Lewiston is a town in Columbia County, Wisconsin, United States. The population was 1,262 at the 2020 census.

==Geography==
According to the United States Census Bureau, the town has a total area of 54.9 square miles (142.2 km^{2}), of which 54 square miles (139.8 km^{2}) is land and 1 square mile (2.5 km^{2}) (1.75%) is water.

==Demographics==
As of the census of 2000, there were 1,187 people, 473 households, and 347 families residing in the town. The population density was 22 people per square mile (8.5/km^{2}). There were 573 housing units at an average density of 10.6 per square mile (4.1/km^{2}). The racial makeup of the town was 97.89% White, 0.51% Native American, 0.25% Asian, 0.17% from other races, and 1.18% from two or more races. Hispanic or Latino people of any race were 1.01% of the population.

There were 473 households, out of which 30.4% had children under the age of 18 living with them, 63.6% were married couples living together, 4.2% had a female householder with no husband present, and 26.6% were non-families. 20.1% of all households were made up of individuals, and 7.4% had someone living alone who was 65 years of age or older. The average household size was 2.51 and the average family size was 2.88.

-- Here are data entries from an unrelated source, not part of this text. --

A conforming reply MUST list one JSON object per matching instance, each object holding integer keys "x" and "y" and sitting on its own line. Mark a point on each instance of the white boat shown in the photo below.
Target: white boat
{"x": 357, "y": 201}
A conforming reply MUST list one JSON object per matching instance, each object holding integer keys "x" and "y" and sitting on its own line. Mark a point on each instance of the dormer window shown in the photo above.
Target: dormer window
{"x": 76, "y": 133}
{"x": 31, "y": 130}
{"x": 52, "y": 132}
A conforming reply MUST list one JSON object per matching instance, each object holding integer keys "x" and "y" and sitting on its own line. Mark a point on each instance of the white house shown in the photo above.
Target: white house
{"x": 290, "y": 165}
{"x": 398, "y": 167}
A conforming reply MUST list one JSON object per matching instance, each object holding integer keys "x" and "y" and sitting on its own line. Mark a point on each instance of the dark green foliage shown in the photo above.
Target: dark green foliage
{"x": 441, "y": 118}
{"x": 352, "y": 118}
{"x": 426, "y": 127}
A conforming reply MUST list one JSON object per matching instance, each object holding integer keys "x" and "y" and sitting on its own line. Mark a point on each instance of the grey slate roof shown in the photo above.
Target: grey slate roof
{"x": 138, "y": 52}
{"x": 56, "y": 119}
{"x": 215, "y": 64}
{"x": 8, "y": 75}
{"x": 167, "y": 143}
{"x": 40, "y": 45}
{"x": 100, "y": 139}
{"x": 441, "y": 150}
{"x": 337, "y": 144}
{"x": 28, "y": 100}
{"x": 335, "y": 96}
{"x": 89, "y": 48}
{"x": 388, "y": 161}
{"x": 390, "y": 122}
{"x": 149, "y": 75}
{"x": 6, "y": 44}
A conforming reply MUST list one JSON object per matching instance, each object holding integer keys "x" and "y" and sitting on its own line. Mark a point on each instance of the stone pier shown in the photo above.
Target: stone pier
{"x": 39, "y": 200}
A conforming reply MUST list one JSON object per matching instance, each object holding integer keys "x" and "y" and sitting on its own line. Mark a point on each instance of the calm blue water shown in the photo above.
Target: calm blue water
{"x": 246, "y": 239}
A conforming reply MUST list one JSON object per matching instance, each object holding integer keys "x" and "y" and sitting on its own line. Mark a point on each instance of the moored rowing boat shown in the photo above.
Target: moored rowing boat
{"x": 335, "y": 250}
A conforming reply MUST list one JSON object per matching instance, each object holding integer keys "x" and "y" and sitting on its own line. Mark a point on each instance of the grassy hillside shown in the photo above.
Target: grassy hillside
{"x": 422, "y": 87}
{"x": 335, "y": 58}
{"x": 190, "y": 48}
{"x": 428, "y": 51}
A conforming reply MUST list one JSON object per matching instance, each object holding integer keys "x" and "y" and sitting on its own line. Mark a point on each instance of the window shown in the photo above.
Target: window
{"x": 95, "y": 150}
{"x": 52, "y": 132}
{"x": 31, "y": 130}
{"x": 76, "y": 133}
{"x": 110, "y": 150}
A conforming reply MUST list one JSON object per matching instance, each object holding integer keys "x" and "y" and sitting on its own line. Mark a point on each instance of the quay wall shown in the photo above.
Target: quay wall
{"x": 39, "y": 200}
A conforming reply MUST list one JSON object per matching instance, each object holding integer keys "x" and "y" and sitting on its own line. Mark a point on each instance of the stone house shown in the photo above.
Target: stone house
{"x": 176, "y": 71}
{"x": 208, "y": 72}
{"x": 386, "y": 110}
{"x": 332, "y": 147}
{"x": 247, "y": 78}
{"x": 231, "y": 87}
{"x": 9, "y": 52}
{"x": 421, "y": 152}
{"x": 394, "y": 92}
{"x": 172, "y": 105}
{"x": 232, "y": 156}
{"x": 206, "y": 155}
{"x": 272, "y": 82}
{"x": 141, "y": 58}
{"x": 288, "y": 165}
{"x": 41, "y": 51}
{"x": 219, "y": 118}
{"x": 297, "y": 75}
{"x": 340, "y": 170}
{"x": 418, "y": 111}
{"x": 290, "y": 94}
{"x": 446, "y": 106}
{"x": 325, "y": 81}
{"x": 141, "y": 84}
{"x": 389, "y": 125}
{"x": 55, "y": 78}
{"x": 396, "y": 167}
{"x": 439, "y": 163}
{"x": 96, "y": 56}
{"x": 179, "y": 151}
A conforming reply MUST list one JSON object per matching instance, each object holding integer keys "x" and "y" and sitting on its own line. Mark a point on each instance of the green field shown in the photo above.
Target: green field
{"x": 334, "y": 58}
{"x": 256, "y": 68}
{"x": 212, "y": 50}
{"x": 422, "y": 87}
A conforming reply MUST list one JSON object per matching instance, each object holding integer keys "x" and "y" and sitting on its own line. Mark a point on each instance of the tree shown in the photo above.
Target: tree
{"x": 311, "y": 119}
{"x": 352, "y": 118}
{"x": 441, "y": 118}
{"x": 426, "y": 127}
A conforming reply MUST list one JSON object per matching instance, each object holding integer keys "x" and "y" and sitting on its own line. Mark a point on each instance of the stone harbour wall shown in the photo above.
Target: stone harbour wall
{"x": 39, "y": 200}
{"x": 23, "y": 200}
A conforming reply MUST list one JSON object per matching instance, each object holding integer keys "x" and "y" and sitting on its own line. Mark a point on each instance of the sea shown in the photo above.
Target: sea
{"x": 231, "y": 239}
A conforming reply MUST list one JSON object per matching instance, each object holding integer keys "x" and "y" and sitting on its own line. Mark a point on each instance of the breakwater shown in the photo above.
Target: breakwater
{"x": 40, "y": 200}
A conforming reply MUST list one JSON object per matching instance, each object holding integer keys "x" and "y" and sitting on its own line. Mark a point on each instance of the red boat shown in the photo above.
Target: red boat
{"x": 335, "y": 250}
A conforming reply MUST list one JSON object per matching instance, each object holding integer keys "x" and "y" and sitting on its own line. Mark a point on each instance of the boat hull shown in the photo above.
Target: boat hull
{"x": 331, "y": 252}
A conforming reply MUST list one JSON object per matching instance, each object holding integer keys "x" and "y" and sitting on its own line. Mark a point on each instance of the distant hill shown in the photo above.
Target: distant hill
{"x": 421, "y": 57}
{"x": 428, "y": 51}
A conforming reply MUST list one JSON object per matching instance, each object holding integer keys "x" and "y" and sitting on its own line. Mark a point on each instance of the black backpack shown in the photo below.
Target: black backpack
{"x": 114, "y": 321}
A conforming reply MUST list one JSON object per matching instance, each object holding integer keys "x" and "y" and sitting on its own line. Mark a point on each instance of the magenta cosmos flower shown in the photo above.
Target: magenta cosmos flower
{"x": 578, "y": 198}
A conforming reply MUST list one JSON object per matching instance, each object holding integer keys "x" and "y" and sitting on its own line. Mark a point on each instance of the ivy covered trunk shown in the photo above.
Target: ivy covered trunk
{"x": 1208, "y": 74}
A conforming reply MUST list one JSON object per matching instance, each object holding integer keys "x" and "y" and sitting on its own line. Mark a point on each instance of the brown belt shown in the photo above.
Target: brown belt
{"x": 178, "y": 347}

In the town, the population was spread out, with 23.3% under the age of 18, 5.8% from 18 to 24, 28.7% from 25 to 44, 29.5% from 45 to 64, and 12.7% who were 65 years of age or older. The median age was 41 years. For every 100 females, there were 109.7 males. For every 100 females age 18 and over, there were 111.9 males.

The median income for a household in the town was $45,962, and the median income for a family was $51,125. Males had a median income of $36,810 versus $23,214 for females. The per capita income for the town was $19,644. About 3.3% of families and 5.3% of the population were below the poverty line, including 6.6% of those under age 18 and 12.2% of those age 65 or over.

==Historic site==
The Aldo Leopold Shack and Farm is located six miles south, in the town of Fairfield, in Sauk County.